On Wed, 12 Jun 2013 15:40:10 -0400, Walter Bright <newshou...@digitalmars.com> wrote:

On 6/12/2013 11:36 AM, Steven Schveighoffer wrote:
If I understand correctly, the buffer is flushed, and ptr is reset to the base, the count is reset to 0. I don't see any code in there that does any kind of
realignment.

You write 7 bytes, fflush. Now, every 4K buffered write from then on is going to write from 7..4096+7, 4096+7..8192+7, ...

If this was such a big deal, then FILE * would guarantee the alignment went back. It's not that hard.

That is one block or sector. The write cache of the OS or the drive will
probably absorb this hit anyway.

Write caches are not always there.


The performance hit is extremely negligible.

Only if there is a write cache (which can be turned off, and are often turned off for removable drives).

The write cache is irrelevant. The filesystem driver will dictate where writes are done, and will likely cache.

And I have experience with turning them off -- some of my clients requested that to avoid losing data that was in the write cache. It does not all of a sudden slow down the performance of the drive.

Not only that, but the hardware can differ from file system to file system. You are going through the file system driver, through the disk driver, through the disk. All of those pieces are written to optimize writes that SPECIFIC hardware. There isn't much you can
do to make this perform poorly.

Embedded systems and custom devices often do not have sophisticated hardware or software drivers.
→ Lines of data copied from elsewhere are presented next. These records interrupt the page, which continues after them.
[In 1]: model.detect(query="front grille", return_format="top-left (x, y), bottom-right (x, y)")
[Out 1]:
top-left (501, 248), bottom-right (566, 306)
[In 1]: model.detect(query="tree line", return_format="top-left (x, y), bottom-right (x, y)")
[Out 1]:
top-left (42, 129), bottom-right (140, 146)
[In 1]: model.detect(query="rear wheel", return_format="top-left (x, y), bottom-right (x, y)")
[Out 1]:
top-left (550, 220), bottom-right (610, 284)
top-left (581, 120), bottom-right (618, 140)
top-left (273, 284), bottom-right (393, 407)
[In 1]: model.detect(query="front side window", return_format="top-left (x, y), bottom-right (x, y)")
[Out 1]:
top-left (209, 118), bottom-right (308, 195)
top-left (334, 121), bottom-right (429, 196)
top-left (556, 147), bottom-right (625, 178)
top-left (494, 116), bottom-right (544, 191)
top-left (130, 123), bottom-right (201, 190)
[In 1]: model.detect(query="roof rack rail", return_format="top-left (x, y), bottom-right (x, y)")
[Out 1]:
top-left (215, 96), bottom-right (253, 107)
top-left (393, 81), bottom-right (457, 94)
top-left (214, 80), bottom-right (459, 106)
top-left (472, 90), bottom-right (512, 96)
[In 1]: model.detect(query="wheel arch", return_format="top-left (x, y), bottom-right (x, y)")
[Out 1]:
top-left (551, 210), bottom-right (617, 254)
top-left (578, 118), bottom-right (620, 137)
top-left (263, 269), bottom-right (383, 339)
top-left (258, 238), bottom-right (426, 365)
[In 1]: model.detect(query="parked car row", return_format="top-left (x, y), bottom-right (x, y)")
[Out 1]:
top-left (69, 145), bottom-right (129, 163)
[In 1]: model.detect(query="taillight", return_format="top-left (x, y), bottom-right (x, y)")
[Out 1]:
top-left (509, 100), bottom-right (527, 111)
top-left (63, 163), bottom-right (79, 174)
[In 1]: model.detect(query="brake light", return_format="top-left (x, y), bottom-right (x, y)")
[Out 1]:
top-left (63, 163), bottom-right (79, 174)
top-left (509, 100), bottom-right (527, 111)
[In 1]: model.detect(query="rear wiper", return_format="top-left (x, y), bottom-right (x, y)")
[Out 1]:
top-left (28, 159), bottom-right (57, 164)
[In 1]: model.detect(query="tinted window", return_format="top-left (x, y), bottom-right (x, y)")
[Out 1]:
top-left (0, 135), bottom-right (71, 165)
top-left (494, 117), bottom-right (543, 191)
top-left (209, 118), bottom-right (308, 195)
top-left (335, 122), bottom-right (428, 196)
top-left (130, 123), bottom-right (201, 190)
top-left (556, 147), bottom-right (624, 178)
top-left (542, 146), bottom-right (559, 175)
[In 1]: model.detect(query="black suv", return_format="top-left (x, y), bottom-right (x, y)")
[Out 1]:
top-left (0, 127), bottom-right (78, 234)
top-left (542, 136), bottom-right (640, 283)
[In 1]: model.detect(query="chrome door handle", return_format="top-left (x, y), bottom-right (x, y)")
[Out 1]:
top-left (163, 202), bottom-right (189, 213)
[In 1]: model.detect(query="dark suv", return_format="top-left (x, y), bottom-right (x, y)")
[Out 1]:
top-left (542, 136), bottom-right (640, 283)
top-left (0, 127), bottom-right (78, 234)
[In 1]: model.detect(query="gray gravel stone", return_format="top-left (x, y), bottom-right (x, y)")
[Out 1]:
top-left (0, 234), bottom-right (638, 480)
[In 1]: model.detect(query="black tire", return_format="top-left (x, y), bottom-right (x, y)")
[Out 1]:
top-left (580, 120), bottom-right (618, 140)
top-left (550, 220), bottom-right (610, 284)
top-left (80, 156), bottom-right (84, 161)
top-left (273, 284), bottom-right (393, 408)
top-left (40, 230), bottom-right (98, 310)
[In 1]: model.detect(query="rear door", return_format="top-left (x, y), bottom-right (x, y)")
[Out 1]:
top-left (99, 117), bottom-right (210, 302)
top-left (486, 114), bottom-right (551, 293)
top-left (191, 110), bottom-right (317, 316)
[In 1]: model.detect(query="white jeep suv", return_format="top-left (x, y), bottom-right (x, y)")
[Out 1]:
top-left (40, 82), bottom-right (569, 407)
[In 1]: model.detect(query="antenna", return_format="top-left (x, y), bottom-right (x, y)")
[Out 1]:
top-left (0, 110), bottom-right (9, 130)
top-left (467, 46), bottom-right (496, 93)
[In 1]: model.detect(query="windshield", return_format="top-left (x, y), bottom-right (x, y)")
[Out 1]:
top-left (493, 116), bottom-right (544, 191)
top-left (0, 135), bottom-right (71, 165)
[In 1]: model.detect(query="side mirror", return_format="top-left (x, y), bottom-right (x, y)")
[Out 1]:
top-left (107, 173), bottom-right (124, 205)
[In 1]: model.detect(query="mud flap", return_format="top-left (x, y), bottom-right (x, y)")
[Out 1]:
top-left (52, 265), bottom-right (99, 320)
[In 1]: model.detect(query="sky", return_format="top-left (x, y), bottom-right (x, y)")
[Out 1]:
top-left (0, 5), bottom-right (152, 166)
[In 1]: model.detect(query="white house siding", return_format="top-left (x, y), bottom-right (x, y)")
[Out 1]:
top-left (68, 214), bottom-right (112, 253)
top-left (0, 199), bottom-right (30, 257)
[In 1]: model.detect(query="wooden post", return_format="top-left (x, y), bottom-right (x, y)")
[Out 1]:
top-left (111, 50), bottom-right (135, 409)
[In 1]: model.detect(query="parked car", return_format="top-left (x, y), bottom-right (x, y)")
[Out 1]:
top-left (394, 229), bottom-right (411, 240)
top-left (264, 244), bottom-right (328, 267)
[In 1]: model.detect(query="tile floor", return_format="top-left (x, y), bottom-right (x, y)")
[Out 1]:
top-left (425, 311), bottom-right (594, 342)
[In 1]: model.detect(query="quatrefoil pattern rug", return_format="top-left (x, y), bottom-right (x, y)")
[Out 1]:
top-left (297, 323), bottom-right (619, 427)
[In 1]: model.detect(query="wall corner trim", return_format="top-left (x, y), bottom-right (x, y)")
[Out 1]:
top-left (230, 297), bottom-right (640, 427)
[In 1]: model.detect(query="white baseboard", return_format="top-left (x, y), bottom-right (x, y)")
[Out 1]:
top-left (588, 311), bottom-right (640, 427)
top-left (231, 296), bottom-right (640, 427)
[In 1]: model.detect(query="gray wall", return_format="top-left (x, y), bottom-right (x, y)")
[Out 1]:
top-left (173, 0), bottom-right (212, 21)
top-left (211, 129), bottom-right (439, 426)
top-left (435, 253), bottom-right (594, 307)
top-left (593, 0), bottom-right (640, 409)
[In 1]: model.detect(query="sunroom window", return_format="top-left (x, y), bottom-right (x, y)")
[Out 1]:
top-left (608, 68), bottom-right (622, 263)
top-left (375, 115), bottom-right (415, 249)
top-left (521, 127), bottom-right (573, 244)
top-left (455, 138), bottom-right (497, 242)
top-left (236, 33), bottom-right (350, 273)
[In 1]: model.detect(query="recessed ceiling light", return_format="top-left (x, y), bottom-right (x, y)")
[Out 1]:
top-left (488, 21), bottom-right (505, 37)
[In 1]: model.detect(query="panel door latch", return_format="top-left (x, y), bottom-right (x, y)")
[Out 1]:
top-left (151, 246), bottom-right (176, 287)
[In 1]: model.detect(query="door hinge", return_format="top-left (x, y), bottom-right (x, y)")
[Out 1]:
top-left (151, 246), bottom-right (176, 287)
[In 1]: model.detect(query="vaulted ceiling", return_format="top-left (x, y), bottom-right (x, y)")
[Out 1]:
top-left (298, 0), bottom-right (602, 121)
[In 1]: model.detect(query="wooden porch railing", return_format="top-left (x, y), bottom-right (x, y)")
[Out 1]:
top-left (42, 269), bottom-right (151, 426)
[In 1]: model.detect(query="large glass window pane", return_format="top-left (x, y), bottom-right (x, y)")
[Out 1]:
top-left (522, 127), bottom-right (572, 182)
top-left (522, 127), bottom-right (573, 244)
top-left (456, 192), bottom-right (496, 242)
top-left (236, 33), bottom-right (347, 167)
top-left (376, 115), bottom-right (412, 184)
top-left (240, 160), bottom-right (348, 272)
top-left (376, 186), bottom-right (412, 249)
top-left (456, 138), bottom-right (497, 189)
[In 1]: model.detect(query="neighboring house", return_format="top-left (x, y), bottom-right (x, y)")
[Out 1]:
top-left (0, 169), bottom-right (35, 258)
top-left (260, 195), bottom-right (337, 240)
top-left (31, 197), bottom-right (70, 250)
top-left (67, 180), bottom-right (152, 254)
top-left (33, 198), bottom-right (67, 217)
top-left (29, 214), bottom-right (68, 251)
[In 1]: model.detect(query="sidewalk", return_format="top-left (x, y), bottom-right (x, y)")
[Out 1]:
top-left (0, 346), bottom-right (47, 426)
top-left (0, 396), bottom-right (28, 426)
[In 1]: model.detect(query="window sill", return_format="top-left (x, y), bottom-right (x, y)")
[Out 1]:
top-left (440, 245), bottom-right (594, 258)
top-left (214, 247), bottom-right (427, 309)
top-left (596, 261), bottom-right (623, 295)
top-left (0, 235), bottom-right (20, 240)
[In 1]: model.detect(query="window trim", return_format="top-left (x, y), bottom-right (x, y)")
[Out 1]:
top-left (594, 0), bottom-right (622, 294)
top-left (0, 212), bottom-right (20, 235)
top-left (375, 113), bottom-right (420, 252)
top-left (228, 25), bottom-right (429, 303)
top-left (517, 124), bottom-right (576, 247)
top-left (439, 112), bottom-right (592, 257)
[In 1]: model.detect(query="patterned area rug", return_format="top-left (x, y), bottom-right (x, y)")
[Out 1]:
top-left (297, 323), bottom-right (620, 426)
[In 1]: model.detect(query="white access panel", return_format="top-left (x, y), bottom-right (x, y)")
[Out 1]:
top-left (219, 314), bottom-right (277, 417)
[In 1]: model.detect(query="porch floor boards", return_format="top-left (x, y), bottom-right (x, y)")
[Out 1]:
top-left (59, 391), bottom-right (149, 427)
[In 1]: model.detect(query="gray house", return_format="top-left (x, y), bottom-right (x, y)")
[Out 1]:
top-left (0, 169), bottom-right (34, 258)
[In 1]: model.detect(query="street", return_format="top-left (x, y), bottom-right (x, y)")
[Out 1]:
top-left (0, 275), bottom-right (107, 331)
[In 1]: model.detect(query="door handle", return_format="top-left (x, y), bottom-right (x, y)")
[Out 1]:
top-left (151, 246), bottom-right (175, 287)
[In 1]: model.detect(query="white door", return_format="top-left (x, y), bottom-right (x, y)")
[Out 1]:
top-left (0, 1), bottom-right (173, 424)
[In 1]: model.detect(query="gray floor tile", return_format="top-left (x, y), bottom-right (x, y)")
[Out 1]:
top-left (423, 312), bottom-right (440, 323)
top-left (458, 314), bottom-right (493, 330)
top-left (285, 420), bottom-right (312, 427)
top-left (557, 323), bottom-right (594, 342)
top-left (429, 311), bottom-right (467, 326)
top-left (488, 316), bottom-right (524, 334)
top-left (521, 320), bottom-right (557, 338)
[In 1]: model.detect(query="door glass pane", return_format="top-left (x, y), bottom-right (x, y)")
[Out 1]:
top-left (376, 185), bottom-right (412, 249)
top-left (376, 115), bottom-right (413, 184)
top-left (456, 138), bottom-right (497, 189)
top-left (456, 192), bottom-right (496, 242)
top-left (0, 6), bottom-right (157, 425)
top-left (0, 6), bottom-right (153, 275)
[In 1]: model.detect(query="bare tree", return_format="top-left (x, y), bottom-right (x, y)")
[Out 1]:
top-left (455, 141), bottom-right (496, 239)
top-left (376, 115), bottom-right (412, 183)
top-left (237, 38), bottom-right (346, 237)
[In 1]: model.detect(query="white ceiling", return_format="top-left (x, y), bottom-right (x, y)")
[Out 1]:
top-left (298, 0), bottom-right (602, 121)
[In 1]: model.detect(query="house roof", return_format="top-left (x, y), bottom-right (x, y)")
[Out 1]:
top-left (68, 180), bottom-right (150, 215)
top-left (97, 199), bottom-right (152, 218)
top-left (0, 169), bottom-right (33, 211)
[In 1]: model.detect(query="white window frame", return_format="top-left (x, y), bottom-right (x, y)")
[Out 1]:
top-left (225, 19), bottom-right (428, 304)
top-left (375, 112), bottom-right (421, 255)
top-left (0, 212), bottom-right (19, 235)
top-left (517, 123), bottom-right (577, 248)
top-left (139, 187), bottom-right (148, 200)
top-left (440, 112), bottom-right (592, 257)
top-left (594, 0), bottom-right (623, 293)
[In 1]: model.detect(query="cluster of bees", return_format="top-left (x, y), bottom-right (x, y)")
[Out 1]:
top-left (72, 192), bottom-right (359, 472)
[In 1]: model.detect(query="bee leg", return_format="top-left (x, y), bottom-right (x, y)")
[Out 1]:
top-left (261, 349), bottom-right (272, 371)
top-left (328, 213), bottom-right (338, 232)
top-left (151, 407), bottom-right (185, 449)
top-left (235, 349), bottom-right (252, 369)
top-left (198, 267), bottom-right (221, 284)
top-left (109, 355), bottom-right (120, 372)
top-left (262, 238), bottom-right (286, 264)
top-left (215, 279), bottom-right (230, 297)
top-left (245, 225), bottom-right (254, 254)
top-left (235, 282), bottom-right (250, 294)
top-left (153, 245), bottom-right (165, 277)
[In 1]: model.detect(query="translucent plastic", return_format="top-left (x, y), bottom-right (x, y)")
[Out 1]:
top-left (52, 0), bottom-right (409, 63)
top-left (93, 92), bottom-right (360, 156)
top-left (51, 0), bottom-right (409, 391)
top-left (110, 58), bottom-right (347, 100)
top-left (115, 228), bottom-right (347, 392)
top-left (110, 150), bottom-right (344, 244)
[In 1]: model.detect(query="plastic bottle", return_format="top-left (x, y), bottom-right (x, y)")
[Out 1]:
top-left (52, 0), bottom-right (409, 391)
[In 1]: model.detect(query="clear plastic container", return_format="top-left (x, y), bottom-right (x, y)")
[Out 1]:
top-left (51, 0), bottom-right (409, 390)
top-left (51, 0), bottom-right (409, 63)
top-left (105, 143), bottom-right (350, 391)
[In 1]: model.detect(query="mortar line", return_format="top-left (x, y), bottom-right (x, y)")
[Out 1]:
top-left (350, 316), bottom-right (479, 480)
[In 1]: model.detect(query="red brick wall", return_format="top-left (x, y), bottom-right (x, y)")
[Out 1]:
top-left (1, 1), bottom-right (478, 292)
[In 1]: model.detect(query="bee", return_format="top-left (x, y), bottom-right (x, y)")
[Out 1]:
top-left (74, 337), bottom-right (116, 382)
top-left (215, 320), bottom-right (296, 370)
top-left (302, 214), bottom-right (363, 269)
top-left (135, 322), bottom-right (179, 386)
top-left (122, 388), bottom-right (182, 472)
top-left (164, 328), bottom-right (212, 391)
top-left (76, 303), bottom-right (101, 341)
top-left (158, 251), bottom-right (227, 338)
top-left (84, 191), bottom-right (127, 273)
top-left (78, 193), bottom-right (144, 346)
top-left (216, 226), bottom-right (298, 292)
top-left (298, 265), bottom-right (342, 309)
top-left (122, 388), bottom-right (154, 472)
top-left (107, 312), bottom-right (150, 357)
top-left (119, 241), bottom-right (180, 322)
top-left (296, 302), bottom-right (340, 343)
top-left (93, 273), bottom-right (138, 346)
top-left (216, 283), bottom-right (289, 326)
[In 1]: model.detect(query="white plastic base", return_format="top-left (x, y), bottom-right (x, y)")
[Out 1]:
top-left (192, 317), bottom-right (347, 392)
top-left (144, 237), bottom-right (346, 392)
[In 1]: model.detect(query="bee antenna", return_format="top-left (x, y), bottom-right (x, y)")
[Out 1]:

The day that D runs on an embedded system, with no drivers or OS, BUT provides a C runtime that D builds on, is the day I'll agree with you ;)

But this whole discussion is academic at this point, Jérôme identified that we can simply check to see if the file descriptor is valid, without flushing.

I didn't say it was. See my other reply. In any case, if fflush is not called on subsequent writelns, it is still possible to have the first writeln succeed, the subsequent writelns fail and have main() return success.

This isn't the problem that was presented. The problem that was presented is that given an invalid file descriptor, writeln happily works (as long as you don't cause a flush) and does not throw. This is unintuitive to someone who is expecting writeln to choke on an invalid descriptor.

Subsequent writelns that fail throw an exception. Any writeln that causes a flush will create an exception.

The rare corner case the "throw at end" will catch in addition is when the file descriptor becomes invalid on the final flush only.

I think we can probably implement both checks. The 'throw at end' method will catch both, but it would be nice to catch an invalid descriptor at the call the causes the problem, not at the end when the program is mostly gone. It's like catching a memory error far away from the cause.